La corrupción le quita el sueño al Presidente

No termina de pasar el caso de la revelación lanzada por la revista VEJA de Brasil, sobre los lazos y conexiones del Ministro Juan Ramón de la Quintana y la Directora de ADEMAF Jessica Jordán, que dejó mal parado al gobierno de Evo, que enseguida salpica otro caso en el que se hacen negocios de más de 200 millones de dólares, la adjudicación directa a una empresa para la construcción de la planta separadora de líquidos en el Gran Chaco.

En este caso no solamente se trata de la corrupción al interior de YPFB en la adjudicación directa, sin licitación de por medio de las obras que realiza la estatal petrolera, sino que el Gobierno firmó en los últimos años acuerdos de contratación directa con diversas empresas por un monto de 2.408,9 millones de dólares para realizar distintas obras. La suma total de contrataciones, aunque válida para varias gestiones, representa el 70% del total de la inversión pública de 2012 que tiene programado 3.461 millones de dólares. El monto resulta de innumerables obras que el Gobierno ejecuta actualmente o que está a punto de iniciar. La más costosa de todas ellas alcanza a 1.100 millones de dólares y tiene que ver con la construcción de la planta de urea (fertilizante que se obtiene procesando gas natural) en el Chapare (Cochabamba); la información sobre el monto de inversión la entregó el vicepresidente Álvaro García Linera. Todas las compras que realiza la estatal YPFB, considerada “empresa estratégica”, las realiza sin procesos de licitación.

La segunda obra millonaria en ejecución es la construcción de la planta separadora de líquidos en Gran Chaco (Tarija) con un monto de 644 millones de dólares. El tercer trabajo más caro es la construcción de un teleférico entre La Paz y El Alto, que el Gobierno decidió entregar a la empresa austriaca Deppelmayr, a un costo de 234 millones de dólares.

El oficialismo hizo aprobar, en tiempo récord, la ley que autoriza su construcción. Otra empresa constructora de teleférico, la francesa POMA, había presentado un pedido para ser tomada en cuenta como otra candidata, pero su solicitud no fue considerada.

La cuarta en costo es la construcción del camino Potosí-Tarija, con un monto de 226 millones de dólares. La obra fue entregada originalmente a la brasileña Queiroz Galvao pero, al incumplir esta el trabajo, se le entregó el contrato, de manera directa, a la también brasileña OAS. Sucesivas ampliaciones de plazo se han dado para la conclusión de la obra. El plazo previo venció en junio de este año, pero ABC entregó una última ampliación a OAS hasta julio de 2013.

YPFB tiene el quinto proyecto más costoso, la instalación de la planta separadora de líquidos en Río Grande, con un costo de 160 millones de dólares. La obra está en espera desde hace dos años. Primero se descubrió un grave hecho de corrupción, que incluyó la muerte del empresario Jorge O’Connor y el encarcelamiento del ex presidente de YPFB Santos Ramírez y otros varios funcionarios. Y, segundo, hace una semana el gerente de Plantas de Separación de Yacimientos, Gerson Rojas, y otros funcionarios fueron encarcelados por presunto enriquecimiento ilícito.

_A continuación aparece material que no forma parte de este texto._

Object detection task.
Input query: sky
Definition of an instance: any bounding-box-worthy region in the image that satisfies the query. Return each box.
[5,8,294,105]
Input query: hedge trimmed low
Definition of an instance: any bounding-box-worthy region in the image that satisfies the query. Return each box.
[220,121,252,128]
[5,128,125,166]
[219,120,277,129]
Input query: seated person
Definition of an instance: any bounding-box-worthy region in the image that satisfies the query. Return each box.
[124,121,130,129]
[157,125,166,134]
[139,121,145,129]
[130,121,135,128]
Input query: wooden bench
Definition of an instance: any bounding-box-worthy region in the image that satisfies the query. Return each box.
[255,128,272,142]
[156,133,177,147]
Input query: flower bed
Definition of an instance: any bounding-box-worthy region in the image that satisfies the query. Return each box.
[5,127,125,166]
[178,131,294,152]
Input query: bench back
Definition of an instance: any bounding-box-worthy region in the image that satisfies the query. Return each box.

Pero hay otras obras y contrataciones que develan la corrupción existente al interior del gobierno de Evo Morales que está salpicando a buenos y malos, en este caso solo malos, porque no parece haber de los otros. Así, está el caso de la compra de barcazas para la armada boliviana 28.9 millones de dólares, finalmente la Empresa Constructora del Ejercito (ECE) que se adjudico por 9 millones de dólares la construcción de la carretera Unduavi-La Paz y el aeropuerto Tito Yupanqui en Copacabana por 7 millones de dólares.